Turion X2 Ultraプロセッサのアーキテクチャ。CPUコアだけでなく,HyperTransport 3.0インターフェースやメモリコントローラもモバイル向けに最適化が図られている |
Turion X2 Ultraプラットフォームバッジ |
Turion X2 Ultraの正式名称は「AMD Turion X2 Ultra Platform」。これは「Puma」の開発コードネームで長らく知られてきた,ノートPC向けのプラットフォームだ。プラットフォーム名と同じデュアルコアCPU「Turion X2 Ultra」(以下,便宜的にTurion X2 Ultra CPUと表記)と,AMD 7シリーズチップセットで構成される。

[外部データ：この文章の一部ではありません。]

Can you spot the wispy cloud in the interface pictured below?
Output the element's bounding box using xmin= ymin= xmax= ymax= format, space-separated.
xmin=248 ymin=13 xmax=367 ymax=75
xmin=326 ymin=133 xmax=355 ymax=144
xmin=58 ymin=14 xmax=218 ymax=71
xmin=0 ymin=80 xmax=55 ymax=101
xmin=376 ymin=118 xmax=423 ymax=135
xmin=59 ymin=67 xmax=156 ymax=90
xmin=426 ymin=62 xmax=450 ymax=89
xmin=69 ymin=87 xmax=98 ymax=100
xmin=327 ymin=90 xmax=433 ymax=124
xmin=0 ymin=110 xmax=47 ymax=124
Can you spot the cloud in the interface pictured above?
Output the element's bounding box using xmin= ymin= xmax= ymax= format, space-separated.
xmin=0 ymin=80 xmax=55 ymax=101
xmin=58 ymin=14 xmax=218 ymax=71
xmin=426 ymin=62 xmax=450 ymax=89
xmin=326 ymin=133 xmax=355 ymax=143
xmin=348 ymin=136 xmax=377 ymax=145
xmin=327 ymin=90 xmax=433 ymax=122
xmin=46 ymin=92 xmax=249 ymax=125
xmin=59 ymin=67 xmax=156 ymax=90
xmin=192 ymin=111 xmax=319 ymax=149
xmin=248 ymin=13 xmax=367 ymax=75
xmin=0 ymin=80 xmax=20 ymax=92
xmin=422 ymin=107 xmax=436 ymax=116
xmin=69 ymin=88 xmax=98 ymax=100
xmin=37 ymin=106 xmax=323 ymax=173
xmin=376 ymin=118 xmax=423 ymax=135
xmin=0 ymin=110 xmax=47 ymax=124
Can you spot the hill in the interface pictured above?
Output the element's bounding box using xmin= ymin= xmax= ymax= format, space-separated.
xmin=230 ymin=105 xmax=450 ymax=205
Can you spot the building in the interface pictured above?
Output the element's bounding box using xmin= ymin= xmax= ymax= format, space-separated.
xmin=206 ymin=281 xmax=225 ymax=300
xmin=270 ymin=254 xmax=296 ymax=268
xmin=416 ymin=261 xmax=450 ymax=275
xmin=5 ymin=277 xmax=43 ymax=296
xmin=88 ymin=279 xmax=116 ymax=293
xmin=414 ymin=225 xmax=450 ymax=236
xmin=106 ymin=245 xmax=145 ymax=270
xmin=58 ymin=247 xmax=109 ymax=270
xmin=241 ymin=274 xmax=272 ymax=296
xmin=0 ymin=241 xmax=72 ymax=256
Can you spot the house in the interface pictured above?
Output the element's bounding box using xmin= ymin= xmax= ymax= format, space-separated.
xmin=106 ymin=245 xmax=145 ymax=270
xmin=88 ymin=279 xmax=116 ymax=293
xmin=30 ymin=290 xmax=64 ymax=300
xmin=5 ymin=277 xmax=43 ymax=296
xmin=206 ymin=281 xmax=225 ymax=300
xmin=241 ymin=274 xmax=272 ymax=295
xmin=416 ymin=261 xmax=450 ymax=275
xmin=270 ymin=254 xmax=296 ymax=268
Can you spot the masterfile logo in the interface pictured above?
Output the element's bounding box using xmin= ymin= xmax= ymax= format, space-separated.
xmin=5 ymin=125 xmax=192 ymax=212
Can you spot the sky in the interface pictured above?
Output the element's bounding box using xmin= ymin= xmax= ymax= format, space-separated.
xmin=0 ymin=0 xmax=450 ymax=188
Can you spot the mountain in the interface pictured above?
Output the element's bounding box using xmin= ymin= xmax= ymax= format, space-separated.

Turion X2 Ultra CPUは,HyperTransport 3インタフェースやメモリコントローラなどをモバイル用途に最適化したプロセッサ。2個のCPUコアはシステム負荷に応じて,2分の1,4分の1のクロックへそれぞれ別個に切り替えられるようになっており,さらに「ATI Radeon HD 3200」グラフィックス機能を統合したチップセット
「AMD 780G」と組み合わせることで,既存のノートPC用プラットフォームと比べて3倍の3Dグラフィックス性能を得られ,HDビデオコンテンツのイメージクオリティは5倍に向上するという。なお,今回はプラットフォームの発表で,CPUやチップセットの詳細まで踏み込んだ説明はなく,「なぜ開発コードネームRS780MのノートPC用チップセットが,デスクトップ用のそれと同じ名前なのか。まったく同一のチップセットなのか」などは,現時点をもって不明のままである。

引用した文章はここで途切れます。